While working as a quality assurance inspector in Tukwila, he wrote to Boeing management, the FAA and Sens. Patty Murray and Maria Cantwell about what he viewed as fraud in Boeing's airplane inspection process.
"With everything that's going on, you'd think somebody would be interested that the same thing is going on at Boeing," Eastman said. "It's nice it's coming out now -- no matter what happens to me."
© 1998-2008 Seattle Post-Intelligencer

End of article.

This is a great article because it finally touches upon the important issues my trial raises—not my own fate, but what Boeing and the King County Prosecutor’s office do to whistleblowers that let any of Boeing’s numerous skeletons of law breaking out of the closet, and more importantly, it calls attention to the fact I had long been laboring to get the correct level of attention on so it could be ended at long last for the safety of the public—that Boeing and the FAA are engaging in fraud in a similar but more pervasive and serious way than the FAA has engaged in with airlines, including the relationships in the news today, as well as the one between Alaska Airlines management and the FAA just prior to the tragic and avoidable (if the FAA had done their jobs of oversight and had actually investigated reports of serious noncompliances bordering on fraud in Alaska Airlines' maintenance operations) crash of Alaska Airlines flight 261.

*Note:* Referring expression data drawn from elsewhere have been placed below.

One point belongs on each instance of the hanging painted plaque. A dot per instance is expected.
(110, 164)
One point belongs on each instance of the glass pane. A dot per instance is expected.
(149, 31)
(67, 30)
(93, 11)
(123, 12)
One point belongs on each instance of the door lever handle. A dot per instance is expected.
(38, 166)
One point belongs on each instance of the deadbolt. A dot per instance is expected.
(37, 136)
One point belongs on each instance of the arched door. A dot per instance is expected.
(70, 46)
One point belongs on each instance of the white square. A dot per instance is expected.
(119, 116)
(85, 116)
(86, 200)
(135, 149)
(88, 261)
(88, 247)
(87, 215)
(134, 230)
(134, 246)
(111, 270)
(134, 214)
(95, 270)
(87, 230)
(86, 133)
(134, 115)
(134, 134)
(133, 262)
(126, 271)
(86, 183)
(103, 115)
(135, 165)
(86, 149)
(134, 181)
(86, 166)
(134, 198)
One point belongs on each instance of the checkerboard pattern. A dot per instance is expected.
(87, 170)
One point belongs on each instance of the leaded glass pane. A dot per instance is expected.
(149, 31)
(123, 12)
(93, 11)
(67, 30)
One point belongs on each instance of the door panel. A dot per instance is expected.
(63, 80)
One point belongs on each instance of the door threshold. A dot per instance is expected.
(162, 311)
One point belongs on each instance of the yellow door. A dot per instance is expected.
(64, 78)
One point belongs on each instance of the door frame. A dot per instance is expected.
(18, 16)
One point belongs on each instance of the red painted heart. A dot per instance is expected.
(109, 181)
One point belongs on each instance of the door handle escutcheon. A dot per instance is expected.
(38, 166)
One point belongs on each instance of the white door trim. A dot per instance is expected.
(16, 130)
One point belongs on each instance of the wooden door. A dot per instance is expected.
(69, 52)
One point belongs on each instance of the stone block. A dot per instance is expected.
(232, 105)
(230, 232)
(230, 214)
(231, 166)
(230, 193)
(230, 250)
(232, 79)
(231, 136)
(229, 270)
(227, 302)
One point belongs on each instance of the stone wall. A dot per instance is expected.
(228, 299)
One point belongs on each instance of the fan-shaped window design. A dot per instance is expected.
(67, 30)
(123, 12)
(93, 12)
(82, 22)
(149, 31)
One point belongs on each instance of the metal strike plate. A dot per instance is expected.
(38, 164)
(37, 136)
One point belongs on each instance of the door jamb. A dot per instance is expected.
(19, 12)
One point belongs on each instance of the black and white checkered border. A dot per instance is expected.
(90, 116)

"Inflammatory discussion about airline safety." "Inflammatory"? "Discussion"? That is how Judge Benton opined today in court on the serious news of intentionally lax FAA oversight and the much greater danger it undeniably placed airline passengers in. True, this FAA management fraud with the airlines in the news today would be quite inflammatory if an airliner crashed because of it—just not in the way she apparently meant the word. And the mere fact the news is reporting it doesn’t make it a “discussion.” Such “discussions” are only allowed in the editorial pages of the news, not the news itself. You had better hope that you don’t get a judge like this if you are also accused of a crime you didn’t commit. But I'm told the whole court system in King County is tilted against the defendant, so the judge in this case is apparently just doing what other judges here do--only more in earnest. If judges begin to expicitly follow the law and as a consequence rule in a defendant's favor, negating months or years of police work and work by the prosecution, then the powerful Police Guilds will line up in opposition to that judge at the next election, getting them replaced. Not an incentive by far for judges to be fair in this county.